The elevated walkway includes a shaded seating wall for pedestrians and students and protects the roots of Texas Wesleyan’s 60-year-old oak trees.
The project is a key part of the Rosedale Renaissance, a public and private Southeast Fort Worth revitalization initiative, that, in addition to the street improvements, includes Texas Wesleyan’s new clock tower and entryway, the renovation of the Polytechnic Firehouse and the new United Methodist Church Central Texas Conference Service Center that opened last fall.
“East Rosedale has transformed into an attractive and welcoming environment that will turn heads and bring economic development and revitalization to this area,” said Tarrant County Commissioner Roy Charles Brooks.
The $17.5 million East Rosedale Street Improvement project is a collaboration between the City of Fort Worth, Freese and Nichols, Texas Wesleyan University, Southeast Fort Worth, Inc., North Central Texas Council of Governments, the Fort Worth T, Tarrant County, local business leaders and neighborhood associations.
“The project exemplifies what can happen when community leaders, municipal staff and private entities recognize their mutual interest and unite to improve a neighborhood,” Texas Wesleyan University President Frederick G. Slabach said. “The Rosedale Renaissance revitalizes East Fort Worth and the Polytechnic Heights community, and signifies the transformation of our neighborhood into a thriving economic center.”
East Rosedale Street connects the Polytechnic Heights neighborhood to downtown Fort Worth from the west and to Arlington from the east and has long served as a “Main Street” for the neighborhood’s diverse population.
“It has been an honor for Freese and Nichols to serve as a partner in this transformational project,” said Robert F. Pence, P.E., president and CEO of Freese and Nichols. “This street improvement is doing more than enhancing the appearance of the neighborhood. It is strengthening the community by bringing everyone together to build a better future. This is the aspect of the East Rosedale Street Improvement project that made it stand out from all others as worthy of recognition by the TPWA.”
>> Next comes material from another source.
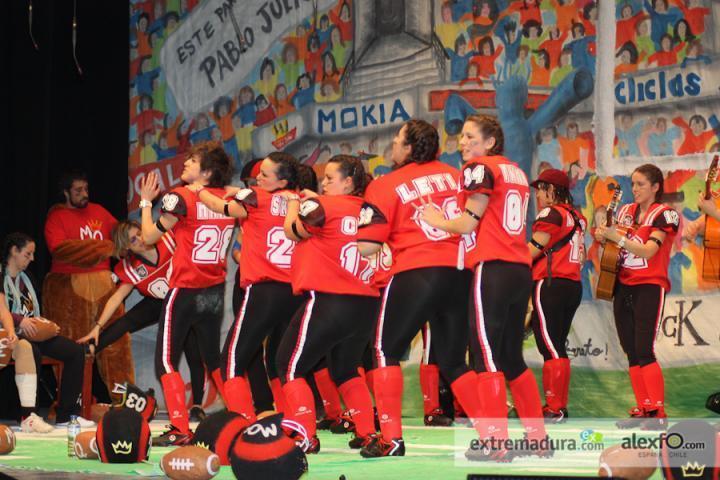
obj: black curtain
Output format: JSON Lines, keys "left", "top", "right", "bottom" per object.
{"left": 1, "top": 0, "right": 130, "bottom": 280}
The award will be presented during the TPWA Annual Conference in McAllen, Texas on June 17.
The TPWA Public Works Project of the Year Award was established to promote excellence in the management and administration of public works projects by recognizing the alliance between the managing agencies, consultants, architects, engineers and contractors who, working together, complete public works projects.
TPWA is a chapter of the American Public Works Association (APWA), an organization that represents professionals in all aspects of public works and serves as an effective voice of public works throughout North America. With a worldwide membership over 28,500 strong, APWA includes personnel from local, county, state/province, and federal agencies, but also private sector personnel who supply products and services to those professionals.